Un arbre désorienté qui propulse une de ses branches vertes,
Protège ses quelques feuilles flétries
Et ne les libèrera pas de la neige.
L’arbre pas du tout vert, mais à moitié vert:
Comme nous, nos pieds font voler les blanches tempêtes de neige.
Nos chevilles mouillées au-dessus des traces de neige.
Voici ce que je veux tenir:
Une branche verte sur un arbre en hibernation.
Il courbait, doucement quand je l’effleurais
6
Des mains sous l’eau sur mon corps,
Les doux doigts flottent sans friction,
Comme un poisson qui m’effleurerait et qui rapidement nagerait au loin.
Les vagues clapotent.
Tes mains ne peuvent se reposer,
Elles ne trouvent aucune prise.
Je suis sur le point d’aller sous l’eau.
Tu m’as seulement touchée une fois sous l’eau.

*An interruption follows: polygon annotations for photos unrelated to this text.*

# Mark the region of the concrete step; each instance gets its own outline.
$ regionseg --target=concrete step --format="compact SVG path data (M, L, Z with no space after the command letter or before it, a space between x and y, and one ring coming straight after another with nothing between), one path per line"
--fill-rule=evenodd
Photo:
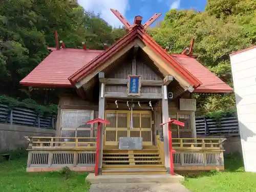
M165 168L142 168L129 169L106 169L102 170L104 175L163 175L166 174Z
M184 181L179 175L112 175L95 176L90 174L86 178L92 184L111 183L179 183Z
M139 164L139 165L103 165L102 166L102 170L115 169L118 170L121 169L164 169L165 167L162 164Z

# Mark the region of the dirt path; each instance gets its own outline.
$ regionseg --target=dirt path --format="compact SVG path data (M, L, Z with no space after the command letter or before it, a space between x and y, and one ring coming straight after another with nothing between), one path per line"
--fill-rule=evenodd
M191 192L181 184L159 183L100 183L89 192Z

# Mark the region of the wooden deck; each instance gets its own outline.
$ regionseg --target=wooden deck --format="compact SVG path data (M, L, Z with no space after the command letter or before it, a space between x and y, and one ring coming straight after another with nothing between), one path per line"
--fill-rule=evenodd
M69 166L72 170L94 172L96 138L31 137L27 171L48 172ZM225 139L180 138L173 140L175 171L223 170ZM157 174L166 172L163 142L143 146L141 150L120 150L104 146L103 174Z
M145 145L143 146L142 150L132 150L136 151L156 151L157 147L155 145ZM104 145L103 147L103 151L129 151L129 150L120 150L118 148L117 145Z

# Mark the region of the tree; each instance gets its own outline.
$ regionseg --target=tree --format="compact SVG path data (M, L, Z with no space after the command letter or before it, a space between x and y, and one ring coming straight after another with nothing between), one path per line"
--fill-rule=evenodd
M254 0L209 0L206 11L169 11L161 26L148 32L162 47L169 47L170 53L181 53L195 38L193 54L199 61L232 86L228 54L255 42L255 6ZM233 94L195 96L204 112L235 104Z
M76 0L3 0L1 5L0 93L13 97L29 95L19 81L49 54L47 47L56 46L55 30L67 48L81 48L86 41L91 49L102 49L126 33L86 11Z

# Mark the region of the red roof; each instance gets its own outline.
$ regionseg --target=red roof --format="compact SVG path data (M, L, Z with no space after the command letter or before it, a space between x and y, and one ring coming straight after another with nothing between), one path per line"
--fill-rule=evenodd
M75 84L83 77L95 70L102 62L110 58L116 53L121 50L125 46L132 42L136 37L139 37L146 45L157 53L162 59L168 63L173 69L179 73L190 85L194 88L200 86L202 83L193 76L182 65L177 62L165 50L159 46L145 31L141 26L134 27L130 32L119 39L105 51L98 55L88 65L69 78L73 84Z
M172 55L175 60L202 82L202 84L196 88L194 92L226 93L233 91L233 89L209 71L197 59L185 55L172 54Z
M142 30L132 30L105 51L63 49L52 51L20 83L30 86L71 87L98 65L138 37L189 82L195 92L230 92L232 89L200 63L185 55L168 54ZM198 87L199 86L199 87Z
M77 49L53 51L20 83L30 86L72 87L68 78L103 51Z

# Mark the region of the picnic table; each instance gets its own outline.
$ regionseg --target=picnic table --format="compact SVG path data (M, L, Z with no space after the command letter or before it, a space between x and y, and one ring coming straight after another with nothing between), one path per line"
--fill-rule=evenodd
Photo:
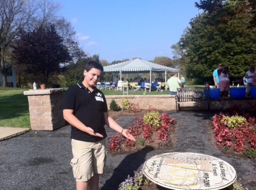
M142 171L152 182L171 189L221 189L232 185L236 170L224 161L193 153L170 153L147 160Z

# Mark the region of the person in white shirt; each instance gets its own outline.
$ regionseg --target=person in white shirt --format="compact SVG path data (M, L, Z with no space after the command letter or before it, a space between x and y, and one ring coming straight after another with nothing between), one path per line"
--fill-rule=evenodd
M253 76L255 72L255 66L254 65L250 66L250 69L249 71L246 72L245 74L245 77L247 78L247 87L246 87L246 92L245 92L246 96L249 96L250 95L250 90L251 86L253 84Z
M245 78L245 77L243 77L243 86L245 87L247 87L247 83L248 80L247 78Z

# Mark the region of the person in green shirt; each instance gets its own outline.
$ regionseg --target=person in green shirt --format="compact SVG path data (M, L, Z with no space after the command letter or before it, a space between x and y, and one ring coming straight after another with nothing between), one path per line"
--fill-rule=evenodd
M167 82L167 87L169 88L170 95L177 95L177 88L183 87L181 81L177 77L177 73L174 73Z

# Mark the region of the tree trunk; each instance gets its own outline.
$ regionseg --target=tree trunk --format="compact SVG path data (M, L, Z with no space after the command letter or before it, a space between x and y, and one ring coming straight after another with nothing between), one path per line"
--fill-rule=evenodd
M3 49L1 49L1 74L2 74L2 80L3 81L3 86L7 86L7 79L6 79L6 69L5 65L5 58L3 57L4 53L3 52Z

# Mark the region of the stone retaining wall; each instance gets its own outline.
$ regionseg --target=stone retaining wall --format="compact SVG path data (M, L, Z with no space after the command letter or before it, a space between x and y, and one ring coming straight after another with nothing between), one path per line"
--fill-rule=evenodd
M32 130L54 130L65 125L62 111L64 88L24 91L27 95Z
M151 105L159 110L176 110L175 96L164 95L106 96L109 109L110 102L113 99L120 107L122 107L121 101L124 98L126 98L131 103L139 103L139 107L142 109L147 109L149 106Z
M24 92L24 95L28 96L32 130L54 130L65 125L62 109L64 91L64 88L50 88ZM142 109L147 109L151 105L163 111L176 110L175 96L169 95L106 96L109 109L112 100L122 107L121 101L124 98L131 103L139 103L139 107ZM247 105L247 102L250 100L256 100L256 98L212 99L210 101L210 109L226 110L233 104ZM200 101L196 103L188 103L183 104L182 106L192 108L184 110L205 109L204 105L200 106Z

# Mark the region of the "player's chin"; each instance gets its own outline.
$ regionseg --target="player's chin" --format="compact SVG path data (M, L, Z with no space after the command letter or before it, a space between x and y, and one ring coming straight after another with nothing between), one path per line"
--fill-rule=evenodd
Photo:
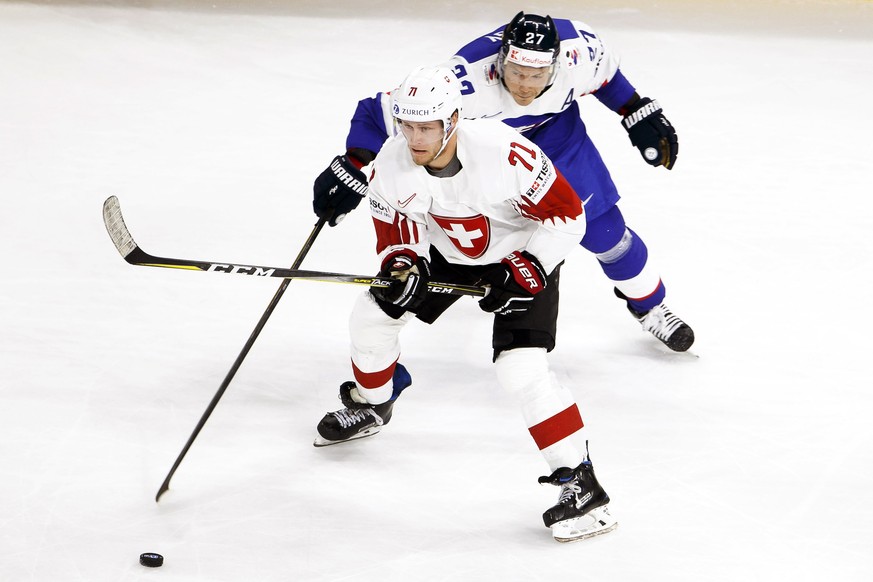
M409 153L412 155L412 161L417 166L425 166L431 163L434 159L433 152L428 150L414 150L410 149Z

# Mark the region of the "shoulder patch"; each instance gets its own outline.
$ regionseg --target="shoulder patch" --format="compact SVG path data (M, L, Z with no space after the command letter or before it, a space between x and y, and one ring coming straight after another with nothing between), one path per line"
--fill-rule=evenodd
M372 196L369 196L368 198L370 200L370 214L373 216L373 219L393 224L395 214L394 209L381 200L376 200Z

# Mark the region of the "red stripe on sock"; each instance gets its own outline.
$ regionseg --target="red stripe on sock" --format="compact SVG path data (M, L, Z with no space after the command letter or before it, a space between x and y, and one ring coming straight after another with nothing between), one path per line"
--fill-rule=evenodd
M579 408L574 404L563 412L559 412L555 416L530 427L528 430L534 438L534 442L536 442L540 450L543 450L567 438L583 426Z
M397 360L378 372L362 372L354 362L352 362L352 371L355 374L355 381L358 383L358 388L381 388L391 381L394 376L394 367L397 366Z

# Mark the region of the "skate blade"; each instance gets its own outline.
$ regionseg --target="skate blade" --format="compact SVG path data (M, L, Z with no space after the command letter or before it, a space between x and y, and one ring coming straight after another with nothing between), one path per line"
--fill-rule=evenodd
M618 527L618 521L609 514L607 506L592 509L582 517L559 521L552 525L552 537L561 543L578 542L609 533Z
M382 430L381 426L371 426L370 428L359 432L355 436L347 438L347 439L342 440L342 441L332 441L332 440L328 440L328 439L322 437L321 435L317 435L315 437L315 442L312 443L312 446L314 446L314 447L329 447L331 445L340 445L342 443L348 443L351 441L356 441L358 439L362 439L364 437L379 434L379 431L381 431L381 430Z

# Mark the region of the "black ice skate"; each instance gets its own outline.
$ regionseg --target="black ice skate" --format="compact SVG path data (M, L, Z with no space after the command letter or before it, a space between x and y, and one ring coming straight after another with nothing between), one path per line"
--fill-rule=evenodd
M627 300L618 289L615 294L618 298ZM665 304L660 303L648 311L639 312L628 303L627 309L643 326L643 331L651 332L674 352L684 352L694 343L694 330Z
M575 469L560 467L540 483L558 485L561 494L557 505L543 514L543 523L559 542L575 542L604 534L618 527L609 514L609 495L597 482L591 461Z
M394 368L394 393L391 400L382 404L370 405L356 402L350 392L356 388L354 382L344 382L340 386L340 400L346 406L341 410L329 412L318 423L318 437L313 443L325 447L347 441L373 436L391 420L394 402L404 389L412 384L412 376L402 364Z

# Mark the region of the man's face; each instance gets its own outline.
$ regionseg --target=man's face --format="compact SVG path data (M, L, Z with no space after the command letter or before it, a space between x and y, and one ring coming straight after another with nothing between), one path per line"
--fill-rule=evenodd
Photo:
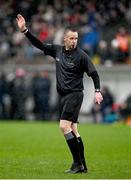
M64 44L66 50L72 50L76 48L78 41L78 33L73 31L68 31L64 35Z

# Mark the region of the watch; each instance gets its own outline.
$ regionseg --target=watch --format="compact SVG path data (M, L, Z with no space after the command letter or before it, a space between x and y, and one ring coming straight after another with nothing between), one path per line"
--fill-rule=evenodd
M95 92L101 92L100 89L95 89Z

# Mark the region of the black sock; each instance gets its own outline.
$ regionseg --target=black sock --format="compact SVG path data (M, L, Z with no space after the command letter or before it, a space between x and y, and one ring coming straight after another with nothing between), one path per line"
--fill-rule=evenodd
M78 140L78 144L79 144L79 150L80 150L80 156L81 156L82 164L84 166L84 169L87 170L85 156L84 156L84 144L83 144L81 137L78 137L77 140Z
M81 165L81 156L80 156L80 151L79 151L79 145L78 145L78 140L77 140L75 134L71 131L68 134L65 134L65 138L66 138L67 144L70 148L70 151L72 153L74 163Z

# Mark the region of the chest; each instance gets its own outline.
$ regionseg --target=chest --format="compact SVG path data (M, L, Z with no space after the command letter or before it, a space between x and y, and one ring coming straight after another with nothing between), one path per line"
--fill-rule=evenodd
M80 69L80 56L77 53L59 52L56 56L56 65L69 72L76 72Z

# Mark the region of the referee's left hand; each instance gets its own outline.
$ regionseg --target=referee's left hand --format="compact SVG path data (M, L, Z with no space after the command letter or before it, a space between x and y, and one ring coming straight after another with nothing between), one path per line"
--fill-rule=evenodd
M103 101L101 92L95 92L95 102L100 104Z

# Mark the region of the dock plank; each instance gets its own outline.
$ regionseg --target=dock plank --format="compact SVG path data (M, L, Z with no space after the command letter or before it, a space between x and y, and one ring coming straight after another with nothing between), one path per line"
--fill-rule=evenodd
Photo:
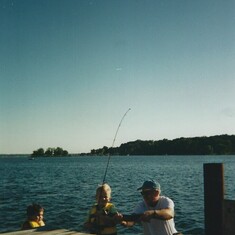
M56 230L37 230L37 229L29 229L29 230L20 230L13 232L5 232L4 235L91 235L88 233L81 233L68 229L56 229Z

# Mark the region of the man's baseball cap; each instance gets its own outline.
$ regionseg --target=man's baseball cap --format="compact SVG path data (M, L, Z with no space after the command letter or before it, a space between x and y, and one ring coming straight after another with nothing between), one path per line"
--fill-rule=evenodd
M137 190L148 191L148 190L160 190L160 184L154 180L146 180L143 185Z

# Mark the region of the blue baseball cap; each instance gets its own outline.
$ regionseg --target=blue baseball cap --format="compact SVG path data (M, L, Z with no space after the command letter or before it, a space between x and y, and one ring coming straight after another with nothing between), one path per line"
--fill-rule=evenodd
M147 191L147 190L160 190L160 184L154 180L146 180L143 185L137 190Z

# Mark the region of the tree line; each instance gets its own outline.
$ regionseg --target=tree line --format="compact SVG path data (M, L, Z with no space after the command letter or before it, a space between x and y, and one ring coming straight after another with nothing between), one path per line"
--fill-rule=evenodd
M44 150L43 148L39 148L34 150L31 154L31 157L60 157L60 156L68 156L68 151L63 150L60 147L57 148L47 148Z
M235 155L235 135L136 140L115 148L92 149L89 155Z

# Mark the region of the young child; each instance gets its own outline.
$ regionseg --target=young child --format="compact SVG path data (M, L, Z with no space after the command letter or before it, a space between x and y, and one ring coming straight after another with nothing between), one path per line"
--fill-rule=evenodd
M84 224L92 234L116 235L116 224L121 222L122 216L117 212L111 200L111 188L103 184L96 189L96 203L92 206Z
M23 223L22 229L33 229L45 226L43 222L44 209L38 204L32 204L27 207L27 220Z

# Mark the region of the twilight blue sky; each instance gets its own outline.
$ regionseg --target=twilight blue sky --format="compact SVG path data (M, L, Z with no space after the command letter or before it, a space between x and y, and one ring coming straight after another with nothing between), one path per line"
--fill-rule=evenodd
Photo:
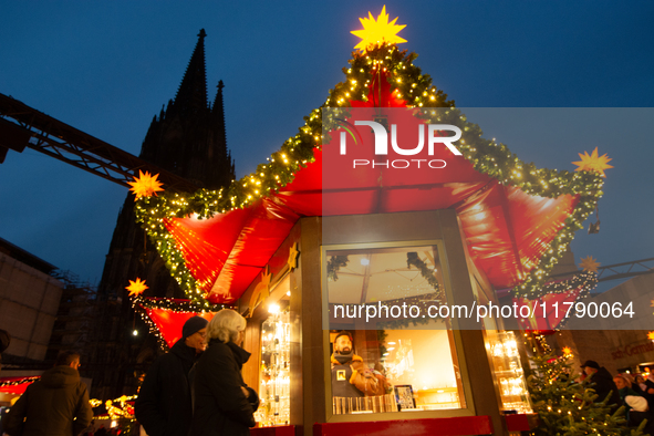
M240 177L324 102L359 42L350 31L383 4L407 24L399 46L419 54L415 63L459 107L620 107L530 111L536 117L519 123L521 111L475 110L468 120L540 167L571 170L577 153L599 146L615 169L600 201L601 232L577 233L577 261L654 257L648 0L0 0L0 93L137 155L204 28L209 98L224 80ZM574 123L562 127L563 118ZM0 165L0 237L96 283L125 195L40 153L10 153Z

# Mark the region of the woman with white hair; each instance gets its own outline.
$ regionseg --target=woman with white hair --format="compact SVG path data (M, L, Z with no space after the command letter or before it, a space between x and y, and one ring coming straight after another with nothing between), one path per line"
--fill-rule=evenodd
M259 397L243 382L241 368L250 353L241 349L246 320L222 309L207 325L208 349L197 363L190 434L249 435Z

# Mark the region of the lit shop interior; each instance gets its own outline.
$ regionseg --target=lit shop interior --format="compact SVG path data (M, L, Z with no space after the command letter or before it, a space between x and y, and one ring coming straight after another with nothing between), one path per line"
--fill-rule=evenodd
M457 226L449 211L405 215L428 215L425 218ZM370 217L322 218L326 222L357 219ZM377 219L380 225L387 220ZM451 318L414 325L392 313L371 322L365 314L362 319L334 316L347 313L336 307L362 302L407 303L427 310L494 298L458 232L449 238L440 233L440 226L409 230L409 236L415 231L429 238L406 242L392 236L388 239L395 240L367 242L365 232L340 232L347 243L322 245L320 221L301 219L272 257L267 273L239 299L238 310L248 319L243 345L252 352L243 376L258 386L261 405L256 418L261 427L298 426L308 419L347 425L459 417L461 423L484 418L497 428L504 425L504 414L531 413L516 338L498 331L495 320L486 320L485 329L461 330ZM392 226L392 220L386 225ZM323 318L325 313L329 319ZM332 383L340 382L334 382L331 362L341 332L349 333L354 354L383 386L374 395L334 394Z

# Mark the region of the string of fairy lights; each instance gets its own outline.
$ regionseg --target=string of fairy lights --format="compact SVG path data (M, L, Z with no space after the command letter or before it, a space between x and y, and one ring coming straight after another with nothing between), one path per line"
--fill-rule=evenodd
M345 81L329 92L326 102L304 117L304 125L298 134L287 139L279 152L267 163L260 164L255 173L235 180L227 189L200 189L189 195L165 193L162 196L142 197L136 201L137 221L143 224L172 274L191 300L207 309L209 302L205 295L211 283L196 280L186 267L180 242L167 229L170 220L191 214L198 219L209 218L215 214L246 208L278 193L293 180L298 170L314 162L313 153L322 147L323 139L325 144L329 143L329 136L323 136L322 132L321 110L346 110L354 101L370 102L371 98L374 105L378 105L375 85L381 86L382 80L388 84L392 98L404 102L407 107L422 108L421 117L458 126L463 136L457 147L476 170L505 186L516 186L534 196L579 196L577 207L544 249L538 264L513 288L516 297L536 299L543 294L544 280L603 194L601 175L592 170L537 168L531 163L520 160L506 145L482 138L479 126L469 123L454 106L454 101L448 101L447 95L433 85L430 76L423 74L414 64L416 58L415 53L399 51L395 44L386 42L368 46L364 52L353 52L350 66L343 69ZM435 111L437 107L442 110ZM330 121L325 120L325 126L329 125Z
M149 333L153 334L164 351L168 351L168 344L166 343L159 328L149 318L147 309L162 309L168 312L175 313L193 313L201 314L205 312L218 312L222 309L233 309L233 307L226 304L201 304L193 300L175 300L167 298L146 298L142 295L134 295L132 299L132 308L135 312L141 315L141 319L147 325Z

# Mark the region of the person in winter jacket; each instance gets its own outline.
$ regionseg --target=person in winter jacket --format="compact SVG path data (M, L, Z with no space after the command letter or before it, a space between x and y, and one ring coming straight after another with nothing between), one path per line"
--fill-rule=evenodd
M207 326L209 346L196 365L193 436L248 436L259 397L243 382L250 353L241 349L246 320L222 309Z
M208 321L193 316L181 339L152 364L134 403L134 414L148 436L186 436L193 419L188 373L206 349Z
M617 405L620 404L620 394L617 393L617 386L613 382L613 376L604 366L600 366L600 364L595 361L585 361L583 365L581 365L584 374L586 375L584 382L591 384L591 388L595 390L598 394L598 398L595 402L603 402L609 393L611 393L611 397L608 405Z
M86 385L77 367L80 354L63 352L55 366L28 386L7 415L11 436L77 436L93 418Z
M383 395L387 382L381 372L368 368L354 354L352 336L342 331L334 339L332 363L332 396L357 397Z

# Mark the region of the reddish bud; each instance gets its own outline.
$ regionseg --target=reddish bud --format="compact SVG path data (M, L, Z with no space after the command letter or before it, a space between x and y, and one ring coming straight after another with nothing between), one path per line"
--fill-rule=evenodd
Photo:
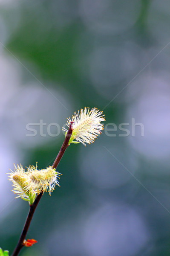
M27 239L27 240L24 240L23 244L25 246L30 247L37 242L37 241L34 239Z

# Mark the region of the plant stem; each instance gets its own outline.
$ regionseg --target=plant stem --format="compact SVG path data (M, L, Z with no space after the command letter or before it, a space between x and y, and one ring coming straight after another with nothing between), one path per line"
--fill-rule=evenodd
M52 165L53 168L56 169L61 160L61 159L63 155L64 154L67 148L68 147L69 143L70 137L72 136L72 124L73 122L70 122L70 125L69 127L69 131L66 136L64 142L61 146L61 148L57 155L57 156ZM24 226L23 227L21 235L18 241L18 244L13 253L12 256L17 256L18 255L20 250L24 246L23 244L23 241L25 239L26 236L27 234L28 230L29 229L31 221L35 212L35 209L38 204L39 201L43 195L43 192L42 191L40 194L37 195L35 201L32 204L30 205L29 211L27 216Z

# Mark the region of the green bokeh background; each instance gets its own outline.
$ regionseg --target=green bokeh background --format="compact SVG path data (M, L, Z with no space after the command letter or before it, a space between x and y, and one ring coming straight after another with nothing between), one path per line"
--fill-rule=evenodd
M104 110L106 124L135 118L145 136L136 127L132 137L130 124L128 137L104 131L93 144L69 147L61 187L43 196L29 230L38 243L20 255L169 256L168 1L0 4L0 247L12 253L29 210L20 199L11 202L8 168L52 164L64 137L26 137L26 124L61 127L88 106Z

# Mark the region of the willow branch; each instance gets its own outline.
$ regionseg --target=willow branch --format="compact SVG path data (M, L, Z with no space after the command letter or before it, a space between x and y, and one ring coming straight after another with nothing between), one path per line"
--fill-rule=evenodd
M57 168L64 154L65 151L69 145L69 141L72 133L72 124L73 122L70 122L69 129L66 136L64 142L58 154L57 155L55 161L52 165L52 167L53 168ZM25 239L26 236L27 234L35 209L36 209L38 205L38 203L40 202L43 195L43 192L41 192L40 193L40 194L37 195L36 198L35 198L35 201L33 204L30 205L29 211L21 235L12 256L17 256L18 255L20 250L24 246L23 244L24 240Z

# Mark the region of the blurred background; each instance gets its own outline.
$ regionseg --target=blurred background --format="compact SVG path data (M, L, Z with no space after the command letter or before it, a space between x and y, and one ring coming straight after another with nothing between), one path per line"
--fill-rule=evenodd
M0 7L0 247L12 253L29 210L9 169L52 165L66 118L95 107L107 130L69 147L61 187L44 195L27 236L38 243L20 255L170 255L169 1Z

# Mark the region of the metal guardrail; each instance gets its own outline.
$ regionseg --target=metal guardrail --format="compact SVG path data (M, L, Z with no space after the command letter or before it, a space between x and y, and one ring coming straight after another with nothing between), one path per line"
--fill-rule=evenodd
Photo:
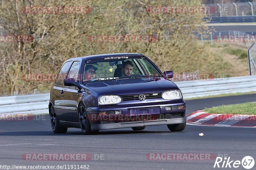
M175 82L185 100L197 97L256 91L256 76ZM50 94L0 97L0 114L47 113Z
M221 94L256 91L256 76L177 82L184 99Z
M0 97L0 114L41 114L48 112L50 93Z
M211 17L204 18L204 19L211 19L211 21L209 23L252 22L256 22L256 16Z

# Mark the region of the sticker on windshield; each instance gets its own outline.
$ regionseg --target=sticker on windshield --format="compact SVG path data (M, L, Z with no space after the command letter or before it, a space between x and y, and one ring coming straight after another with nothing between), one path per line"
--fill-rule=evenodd
M121 58L124 58L125 59L128 59L128 57L125 57L122 56L121 57L107 57L104 58L104 60L111 60L112 59L120 59Z
M96 81L97 80L116 80L118 79L119 78L118 77L106 77L103 78L94 78L94 79L92 79L91 81Z
M110 69L109 69L109 70L109 70L109 71L110 71L110 72L112 72L112 71L113 71L113 70L114 70L114 69L115 69L115 68L116 67L116 65L117 64L118 62L118 61L116 61L116 63L115 63L115 64L113 65L111 67L111 68Z

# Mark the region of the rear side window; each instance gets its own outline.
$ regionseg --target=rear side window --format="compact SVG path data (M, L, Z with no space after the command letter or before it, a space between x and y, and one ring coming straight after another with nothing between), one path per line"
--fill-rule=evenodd
M79 68L80 65L80 62L79 61L75 61L73 63L71 68L69 70L69 72L68 74L67 78L74 78L75 81L77 81L78 77L79 75Z
M69 61L64 64L57 76L57 78L56 78L56 80L55 81L56 84L60 85L63 84L63 81L68 73L68 71L71 63L72 63L72 62Z

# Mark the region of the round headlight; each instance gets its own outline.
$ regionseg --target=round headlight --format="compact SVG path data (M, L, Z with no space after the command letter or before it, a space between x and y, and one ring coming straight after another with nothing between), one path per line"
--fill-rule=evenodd
M182 98L181 95L178 90L167 91L163 93L162 97L165 100L180 99Z
M120 96L114 95L102 96L99 98L99 105L116 104L121 102Z

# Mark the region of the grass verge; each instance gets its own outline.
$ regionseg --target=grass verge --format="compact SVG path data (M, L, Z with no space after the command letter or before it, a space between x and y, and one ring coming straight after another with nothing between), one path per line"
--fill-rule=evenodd
M238 92L236 93L230 93L228 94L218 94L218 95L211 95L210 96L207 96L195 97L193 98L191 98L190 99L185 99L184 100L194 100L195 99L206 99L207 98L212 98L213 97L229 96L239 96L239 95L244 95L244 94L250 94L255 93L256 93L256 92L246 92L244 93Z
M256 102L248 102L205 108L203 111L209 113L256 115Z

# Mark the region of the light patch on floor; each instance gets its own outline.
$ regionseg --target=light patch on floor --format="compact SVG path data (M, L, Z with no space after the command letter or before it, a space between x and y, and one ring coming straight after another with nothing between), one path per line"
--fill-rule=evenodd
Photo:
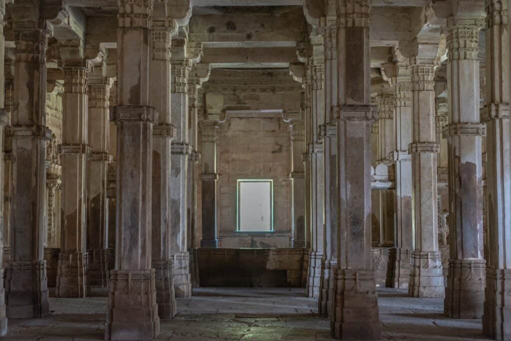
M246 341L331 339L330 321L315 315L316 303L305 290L290 288L200 288L177 299L178 314L161 320L159 340ZM441 299L407 297L402 290L378 290L383 340L478 341L490 339L480 320L444 316ZM104 339L108 289L94 297L50 298L51 314L9 320L3 340L89 341Z

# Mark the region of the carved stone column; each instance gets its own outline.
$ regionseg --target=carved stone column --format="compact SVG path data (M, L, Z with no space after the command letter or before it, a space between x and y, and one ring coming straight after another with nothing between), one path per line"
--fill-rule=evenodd
M511 45L508 1L487 0L486 123L488 242L483 331L511 339Z
M184 43L182 39L172 42L173 54L176 58L181 56L172 60L172 124L176 127L176 137L172 148L171 250L174 259L174 287L178 297L192 295L187 242L187 173L188 156L192 152L188 142L188 76L191 64L189 59L182 57L186 48Z
M324 223L323 261L321 265L321 282L319 302L319 314L332 316L334 304L335 270L337 264L337 133L332 108L337 102L337 36L335 10L333 17L329 17L323 28L324 46L324 115L325 123L320 126L318 135L323 142L324 188Z
M412 297L444 295L442 264L438 251L436 206L436 143L434 76L437 47L428 45L429 54L410 61L413 84L413 136L408 152L412 156L415 203L415 250L412 254L408 294ZM424 47L428 50L428 47ZM420 47L419 50L421 50Z
M318 136L319 127L324 124L324 65L320 59L312 66L312 143L309 144L311 163L311 256L309 258L309 297L319 298L324 246L324 167L323 143Z
M305 166L302 155L305 152L305 125L301 111L288 111L284 120L289 122L291 140L291 216L292 217L292 248L306 246Z
M337 7L338 264L332 333L380 338L381 326L371 248L371 106L368 0Z
M202 143L202 239L201 248L218 247L217 227L217 198L218 174L217 173L217 143L218 142L218 121L208 120L200 122Z
M21 12L30 16L30 9L34 5L39 6L38 2L19 2L10 6L14 13ZM50 31L44 20L41 22L43 26L38 26L40 21L37 16L26 20L12 18L16 41L15 105L11 128L11 258L6 272L5 298L9 318L32 319L49 313L43 242L45 159L47 143L51 136L44 112L45 55Z
M101 69L100 69L101 70ZM108 165L110 154L109 98L113 81L101 73L91 75L89 81L88 140L92 153L87 168L87 248L89 253L87 276L91 285L109 284L108 230Z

Mais voilà comment/pourquoi je m’en souviens toujours :
Tes mains ont glissé loin…
7
Des cordites vous entouraient.
Des caps ont éclaté dans mon cœur.
Le jour où nous avons eu des boules de feu dans nos bouches.
Langues rouges, tambours dangereux,
Nos petites batailles ont fait jaillir des chandelles romaines (autre explosif ou bombe).
Maintenant tu traverses la rue vers moi,
À travers un nuage de poudre à canon,
Le bataillon garde la forteresse de mon cœur.
8
S’allonger et pleurer.
Les larmes couleront dans tes oreilles.
Tes mots, mes mots,
Le plafond blanc, et mes oreilles sont humides, froides.
Voilà ce que m’ont fait tes paroles.